Dicho de otra manera, la importancia de la próxima decisión será una clara señal para la comunidad de inversión extranjera de que el sistema judicial de Ucrania tiene el coraje de trascender su comportamiento xenófobo y proporcionar una decisión justa, que no, en pequeña medida, ilustra que puede. dejar de lado las limitaciones de un arcano sistema de leyes y establecer precedentes legales modernos dentro de un sistema que todavía es inadecuado para una economía en apuros que intenta transformarse en un sistema económico que respete las reglas.

Dicho todo esto, lo que ha revelado este caso es que Ucrania aún no ha establecido un sistema judicial que pueda proporcionar un marco legal para una economía moderna de libre mercado.

Si Ucrania va a transformar su economía y sus prácticas comerciales fundamentales, debe crear un sistema judicial en el que pueda proporcionar una reparación jurídica fundamental y oportuna a las personas expuestas a prácticas predatorias.

¿Por qué un inversionista tiene que sufrir y pasar por un proceso legal minucioso y un desembolso financiero enorme a través de los tribunales aún bizantinos y poco confiables, cuando se podría y debería haberse emitido una orden judicial oportuna que hubiera permitido a TIU producir electricidad, generar ingresos y libremente? ¿Cumplir con los requisitos de su licencia legalmente obtenida?

Casi un año y medio después de haber sido cortado ilegalmente de la red eléctrica, y con pérdidas cercanas a los 3 millones de euros, los tribunales ucranianos aún tienen que determinar si hubo una infracción real de la ley, y mucho menos determinar las reparaciones financieras debidas al demandante. Un problema importante de la legislación ucraniana es que antes de que un tribunal comercial pueda considerar los daños económicos, primero debe probarse que se ha cometido un acto delictivo.

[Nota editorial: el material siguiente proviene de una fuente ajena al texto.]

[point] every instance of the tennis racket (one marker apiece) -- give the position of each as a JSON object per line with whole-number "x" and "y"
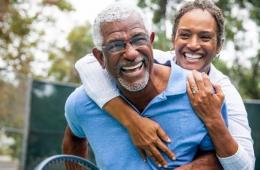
{"x": 66, "y": 162}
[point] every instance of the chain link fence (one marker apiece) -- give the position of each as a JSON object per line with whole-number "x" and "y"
{"x": 32, "y": 120}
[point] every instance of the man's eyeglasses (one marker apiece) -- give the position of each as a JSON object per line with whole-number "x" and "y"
{"x": 120, "y": 45}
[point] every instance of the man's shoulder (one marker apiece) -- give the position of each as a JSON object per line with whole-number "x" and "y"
{"x": 78, "y": 99}
{"x": 177, "y": 80}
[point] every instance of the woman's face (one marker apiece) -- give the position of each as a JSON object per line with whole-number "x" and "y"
{"x": 195, "y": 42}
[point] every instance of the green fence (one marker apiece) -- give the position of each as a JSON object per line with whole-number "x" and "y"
{"x": 47, "y": 122}
{"x": 253, "y": 109}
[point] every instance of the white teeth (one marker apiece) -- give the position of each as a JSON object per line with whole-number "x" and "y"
{"x": 192, "y": 56}
{"x": 133, "y": 67}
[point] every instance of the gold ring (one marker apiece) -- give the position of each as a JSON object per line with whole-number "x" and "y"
{"x": 194, "y": 90}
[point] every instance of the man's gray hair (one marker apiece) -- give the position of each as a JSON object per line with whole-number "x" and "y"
{"x": 117, "y": 11}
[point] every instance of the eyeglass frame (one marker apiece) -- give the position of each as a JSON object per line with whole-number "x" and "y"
{"x": 124, "y": 43}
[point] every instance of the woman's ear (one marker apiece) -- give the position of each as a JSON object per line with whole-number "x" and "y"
{"x": 99, "y": 56}
{"x": 152, "y": 35}
{"x": 219, "y": 48}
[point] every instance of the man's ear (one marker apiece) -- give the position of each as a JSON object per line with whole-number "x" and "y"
{"x": 152, "y": 35}
{"x": 99, "y": 56}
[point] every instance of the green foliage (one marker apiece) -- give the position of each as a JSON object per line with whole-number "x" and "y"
{"x": 63, "y": 60}
{"x": 245, "y": 78}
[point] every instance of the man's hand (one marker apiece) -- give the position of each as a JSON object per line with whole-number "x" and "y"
{"x": 148, "y": 137}
{"x": 204, "y": 161}
{"x": 205, "y": 98}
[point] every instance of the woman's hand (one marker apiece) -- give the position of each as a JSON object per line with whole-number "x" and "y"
{"x": 205, "y": 98}
{"x": 148, "y": 137}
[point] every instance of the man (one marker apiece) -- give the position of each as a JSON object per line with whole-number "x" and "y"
{"x": 124, "y": 48}
{"x": 197, "y": 37}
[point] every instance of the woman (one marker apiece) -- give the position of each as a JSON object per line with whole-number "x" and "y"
{"x": 197, "y": 38}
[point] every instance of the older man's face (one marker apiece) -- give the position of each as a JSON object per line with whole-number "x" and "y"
{"x": 128, "y": 52}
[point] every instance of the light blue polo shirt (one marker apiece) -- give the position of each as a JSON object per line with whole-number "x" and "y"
{"x": 110, "y": 141}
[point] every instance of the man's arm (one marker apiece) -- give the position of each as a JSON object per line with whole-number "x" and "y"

¿Dónde han estado las autoridades legales todo este tiempo y qué han hecho en la persecución de los cargos penales contra Kolomoisky? Otra pregunta, ¿por qué las autoridades reguladoras apropiadas no han sido más diligentes y efectivas en la persecución de actos ilícitos flagrantes en este caso que tiene implicaciones para la seguridad nacional?

Este caso siempre ha sido una advertencia. Las preguntas que quedan son: ¿qué se ha aprendido y qué se va a hacer? Los socios de Ucrania y los inversores extranjeros están atentos.